FRISWELL'S FREAKY FEATURES: SAUCER SNAPS SECRETS SOLVED--AND MULTI-OPTIONAL, MESOZOIC MASHUP!!

A year or so ago Alan Friswell, the bloke who made the CFZ Feegee Mermaid and also the guy responsible for some of the most elegantly macabre bloggo postings, wrote me an email. He had an idea for a new series for the bloggo. Quite simply, he has an enormous collection of macabre, fortean, odd and disturbing magazine and newspaper articles, and he proposed to post them up on the bloggo.

Purrlgurrl’s ideas as to how my UFO picture was achieved were pretty accurate; and If only I could really do as Terry the censor suggests -- it would make my special FX work a lot easier! But the UFO was made using materials from Wilkinsons--kitchen and garden dept--basically some plastic plates and pots stuck together, and was actually a left-over model from an article that I wrote for Fortean Times in 2005, concerning the supposedly ‘fake’ photos taken by alien contactee Billy Meier. Here’s a link to the article for those who might be interested.

The picture was created by taking a picture of the saucer hanging on a line in my garden, then making a cut-out of the image from the processed photo. Then after taking a photo of a suitable background near where I live, I placed the cut-out UFO onto the photo of the background and simply re-photographed the whole thing. If you try to get the lighting right, you can get quite a realistic illusion, and of course, there are no wires to be seen.

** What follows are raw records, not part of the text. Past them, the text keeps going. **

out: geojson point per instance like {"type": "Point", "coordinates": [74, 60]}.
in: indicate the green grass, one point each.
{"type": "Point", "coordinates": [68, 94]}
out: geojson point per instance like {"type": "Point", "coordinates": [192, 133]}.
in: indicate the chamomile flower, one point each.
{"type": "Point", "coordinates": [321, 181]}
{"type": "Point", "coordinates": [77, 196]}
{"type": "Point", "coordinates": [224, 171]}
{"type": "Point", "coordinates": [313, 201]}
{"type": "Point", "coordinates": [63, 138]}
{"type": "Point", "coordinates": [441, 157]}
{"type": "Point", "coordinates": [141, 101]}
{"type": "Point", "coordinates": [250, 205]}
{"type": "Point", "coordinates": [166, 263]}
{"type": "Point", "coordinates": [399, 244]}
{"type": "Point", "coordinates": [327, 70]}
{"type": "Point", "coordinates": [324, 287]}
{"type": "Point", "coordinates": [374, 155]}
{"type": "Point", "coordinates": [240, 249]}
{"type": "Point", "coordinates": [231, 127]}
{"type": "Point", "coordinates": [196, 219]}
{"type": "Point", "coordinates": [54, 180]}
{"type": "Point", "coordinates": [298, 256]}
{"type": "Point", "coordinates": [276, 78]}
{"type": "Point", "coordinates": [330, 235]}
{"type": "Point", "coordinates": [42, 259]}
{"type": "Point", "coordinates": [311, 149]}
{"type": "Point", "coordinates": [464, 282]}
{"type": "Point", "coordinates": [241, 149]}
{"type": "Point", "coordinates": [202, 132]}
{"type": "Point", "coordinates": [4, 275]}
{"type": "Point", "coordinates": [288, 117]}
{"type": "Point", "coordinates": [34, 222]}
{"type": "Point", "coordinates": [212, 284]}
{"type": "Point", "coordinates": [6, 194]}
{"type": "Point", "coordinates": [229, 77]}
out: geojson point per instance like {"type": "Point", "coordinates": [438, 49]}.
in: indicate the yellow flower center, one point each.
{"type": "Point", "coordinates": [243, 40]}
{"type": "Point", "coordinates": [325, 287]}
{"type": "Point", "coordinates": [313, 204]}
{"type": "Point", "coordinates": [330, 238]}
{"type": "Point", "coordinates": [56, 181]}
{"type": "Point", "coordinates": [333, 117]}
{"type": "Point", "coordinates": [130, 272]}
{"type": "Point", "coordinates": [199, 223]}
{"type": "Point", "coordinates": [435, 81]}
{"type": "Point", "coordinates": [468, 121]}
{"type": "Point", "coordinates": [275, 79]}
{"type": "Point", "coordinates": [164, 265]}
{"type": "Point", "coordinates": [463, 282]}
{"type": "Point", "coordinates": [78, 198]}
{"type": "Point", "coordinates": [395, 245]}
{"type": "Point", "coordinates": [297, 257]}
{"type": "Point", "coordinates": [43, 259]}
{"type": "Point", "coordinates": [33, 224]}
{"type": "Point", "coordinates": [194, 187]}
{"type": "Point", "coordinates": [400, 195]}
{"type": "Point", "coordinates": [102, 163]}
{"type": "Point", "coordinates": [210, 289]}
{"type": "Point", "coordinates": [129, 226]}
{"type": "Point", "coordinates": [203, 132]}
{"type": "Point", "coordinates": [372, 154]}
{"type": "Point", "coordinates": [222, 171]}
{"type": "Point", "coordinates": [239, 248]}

This next section should really come under the heading of “Reasons that I’m the sane and balanced individual that you see before you“, but while it’s neither gruesome or warped in any way, it is part of my childhood influences, so here we are.

Being a full-time dino-nut, I’ve built up a fairly gigantic collection of various prehistoric paraphernalia. I always loved to collect picture-cards and post cards of dinosaurs from museums and libraries, and when this offer appeared in several comics in the 1970’s it was one I couldn’t refuse. It was basically a marketing ploy on the part of Walls to induce the children of Britain to consume heroic quantities of skinless sausages, in return for which they would be granted with - attached to the sausage packets - a set of dinosaur cards, heavily ‘inspired’ by the paintings of Charles Knight - in fact, those of a less charitable disposition might go so far as to claim outright plagiarism - but of course I would never do that….
The really cool thing about these particular pictures, was that the backgrounds had been painted in such a way, that however you placed them together, they would match, so you could create several different scenes. I managed to collect them all, due to the selfless efforts of my family, who became sausage enthusiasts for a few weeks - to be honest, they were very nice, and my dad was certainly a fan - and here they are. Does anyone else remember them?